I wrote this obituary for a radio publication:
Dusty Street died October 21. She was 77. Her father was Emerson Street. As a child, she and her family lived on Emerson Street in Palo Alto. "It drove the postman out of his mind," she told The Marin Times. Street began in radio in 1967 at San Francisco progressive rock station KMPX and moved to crosstown KSAN in December 1969. Following a brief stint at KTIM in San Rafael, she hosted evenings at alternative rock KROQ from 1979 to 1980. She briefly worked at KWST and KLOS and returned to KROQ in 1981. She moved to KMET in 1986 and left on February 6, 1987, prior to the station's switch from progressive rock to new age as "94.7 The Wave" KTWV. Street returned to KROQ in March 1987 for afternoons but was fired in October 1989. She told the Los Angeles Times, "I had too strong a personality. DJs no longer have any voice. They might as well hire people with no ears. By the end of the year, I seriously doubt KROQ will be the station it used to be." She was correct. KROQ added songs by Tom Petty, Metallica, Soundgarden, Guns N’ Roses, Faith No More, the Rolling Stones and other rock artists and the ratings went down.

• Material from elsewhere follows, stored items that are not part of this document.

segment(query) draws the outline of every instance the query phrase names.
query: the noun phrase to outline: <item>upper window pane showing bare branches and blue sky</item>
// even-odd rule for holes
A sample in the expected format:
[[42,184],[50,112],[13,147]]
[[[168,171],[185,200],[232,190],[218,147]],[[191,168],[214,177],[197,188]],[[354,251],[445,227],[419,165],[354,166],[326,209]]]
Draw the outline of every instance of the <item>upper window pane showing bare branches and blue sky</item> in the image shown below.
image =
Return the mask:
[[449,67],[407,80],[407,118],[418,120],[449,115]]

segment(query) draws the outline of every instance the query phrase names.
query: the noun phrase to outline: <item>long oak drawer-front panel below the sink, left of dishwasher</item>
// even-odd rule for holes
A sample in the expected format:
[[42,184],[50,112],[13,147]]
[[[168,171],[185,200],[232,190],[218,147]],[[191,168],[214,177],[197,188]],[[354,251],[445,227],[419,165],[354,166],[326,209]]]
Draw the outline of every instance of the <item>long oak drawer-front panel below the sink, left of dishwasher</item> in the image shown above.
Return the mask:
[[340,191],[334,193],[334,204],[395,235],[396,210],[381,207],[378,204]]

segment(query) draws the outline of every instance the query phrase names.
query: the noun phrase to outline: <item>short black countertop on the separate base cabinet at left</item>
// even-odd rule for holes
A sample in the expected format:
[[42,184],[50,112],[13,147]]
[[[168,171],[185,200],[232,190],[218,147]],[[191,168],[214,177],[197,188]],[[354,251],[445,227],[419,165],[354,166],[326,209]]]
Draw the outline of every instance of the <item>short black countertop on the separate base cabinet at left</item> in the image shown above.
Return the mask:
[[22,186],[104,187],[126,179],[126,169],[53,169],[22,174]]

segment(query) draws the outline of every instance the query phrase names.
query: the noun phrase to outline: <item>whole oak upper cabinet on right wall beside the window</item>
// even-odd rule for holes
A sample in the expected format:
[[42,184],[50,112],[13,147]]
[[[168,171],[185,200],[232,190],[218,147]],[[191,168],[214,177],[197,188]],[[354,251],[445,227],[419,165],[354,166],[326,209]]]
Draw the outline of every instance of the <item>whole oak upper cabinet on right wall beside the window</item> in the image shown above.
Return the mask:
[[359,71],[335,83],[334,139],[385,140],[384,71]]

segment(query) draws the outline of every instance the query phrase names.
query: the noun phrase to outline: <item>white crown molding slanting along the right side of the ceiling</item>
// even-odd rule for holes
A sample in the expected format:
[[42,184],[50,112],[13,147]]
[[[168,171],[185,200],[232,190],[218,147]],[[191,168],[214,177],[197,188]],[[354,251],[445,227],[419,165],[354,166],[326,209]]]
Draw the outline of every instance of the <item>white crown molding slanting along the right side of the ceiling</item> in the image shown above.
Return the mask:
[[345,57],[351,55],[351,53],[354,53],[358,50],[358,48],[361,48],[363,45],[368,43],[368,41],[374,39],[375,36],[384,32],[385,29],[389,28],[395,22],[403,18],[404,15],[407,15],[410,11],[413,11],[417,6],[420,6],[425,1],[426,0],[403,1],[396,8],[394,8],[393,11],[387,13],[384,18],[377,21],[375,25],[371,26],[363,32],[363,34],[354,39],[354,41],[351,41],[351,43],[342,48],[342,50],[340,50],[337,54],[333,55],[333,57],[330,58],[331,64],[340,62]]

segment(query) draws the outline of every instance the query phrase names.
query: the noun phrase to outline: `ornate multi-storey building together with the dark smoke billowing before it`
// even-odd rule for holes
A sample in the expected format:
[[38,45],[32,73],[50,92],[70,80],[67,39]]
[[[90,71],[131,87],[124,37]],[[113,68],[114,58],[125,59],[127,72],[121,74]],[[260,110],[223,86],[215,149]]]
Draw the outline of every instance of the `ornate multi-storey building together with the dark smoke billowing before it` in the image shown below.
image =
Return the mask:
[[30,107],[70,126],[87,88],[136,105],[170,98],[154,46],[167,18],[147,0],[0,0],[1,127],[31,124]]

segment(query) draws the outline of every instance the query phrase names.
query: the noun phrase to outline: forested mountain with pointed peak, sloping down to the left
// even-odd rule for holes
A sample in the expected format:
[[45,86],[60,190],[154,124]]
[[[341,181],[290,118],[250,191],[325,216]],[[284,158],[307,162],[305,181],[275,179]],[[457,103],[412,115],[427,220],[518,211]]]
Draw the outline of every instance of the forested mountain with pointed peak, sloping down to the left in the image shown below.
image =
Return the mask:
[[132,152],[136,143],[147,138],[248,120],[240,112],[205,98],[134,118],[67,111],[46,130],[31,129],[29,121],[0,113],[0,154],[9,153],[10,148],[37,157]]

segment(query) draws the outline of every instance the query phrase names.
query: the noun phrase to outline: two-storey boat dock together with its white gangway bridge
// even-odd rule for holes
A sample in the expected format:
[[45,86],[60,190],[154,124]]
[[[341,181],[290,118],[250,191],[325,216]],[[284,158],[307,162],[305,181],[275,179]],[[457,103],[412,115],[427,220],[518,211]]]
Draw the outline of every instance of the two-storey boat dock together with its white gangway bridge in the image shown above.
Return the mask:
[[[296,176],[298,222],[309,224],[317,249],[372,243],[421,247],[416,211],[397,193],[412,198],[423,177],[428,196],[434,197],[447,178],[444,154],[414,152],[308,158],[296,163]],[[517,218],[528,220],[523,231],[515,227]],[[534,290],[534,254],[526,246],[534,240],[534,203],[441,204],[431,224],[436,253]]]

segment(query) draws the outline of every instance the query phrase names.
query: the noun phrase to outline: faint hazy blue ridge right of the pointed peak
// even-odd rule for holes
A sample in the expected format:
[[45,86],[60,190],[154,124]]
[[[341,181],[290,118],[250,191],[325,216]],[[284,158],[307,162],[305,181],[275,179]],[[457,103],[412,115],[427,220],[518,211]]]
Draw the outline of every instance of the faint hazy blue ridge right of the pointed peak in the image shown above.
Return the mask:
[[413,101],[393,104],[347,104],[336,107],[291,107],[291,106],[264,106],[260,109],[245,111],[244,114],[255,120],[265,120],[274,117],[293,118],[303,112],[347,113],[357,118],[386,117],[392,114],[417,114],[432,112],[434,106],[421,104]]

Street worked at classic rock KLSX from 1990 to 1994, then spent a year in middays at KEDG in Las Vegas and a year in weekends at KXPT in Las Vegas. Since 2003, she had hosted programs on XM Satellite Radio's (now SiriusXM) Classic Vinyl and Deep Tracks channels, broadcasting from a fifth-floor studio at the Rock & Roll Hall Of Fame in Cleveland. Street was inducted into the Bay Area Radio Museum Hall of Fame in 2015.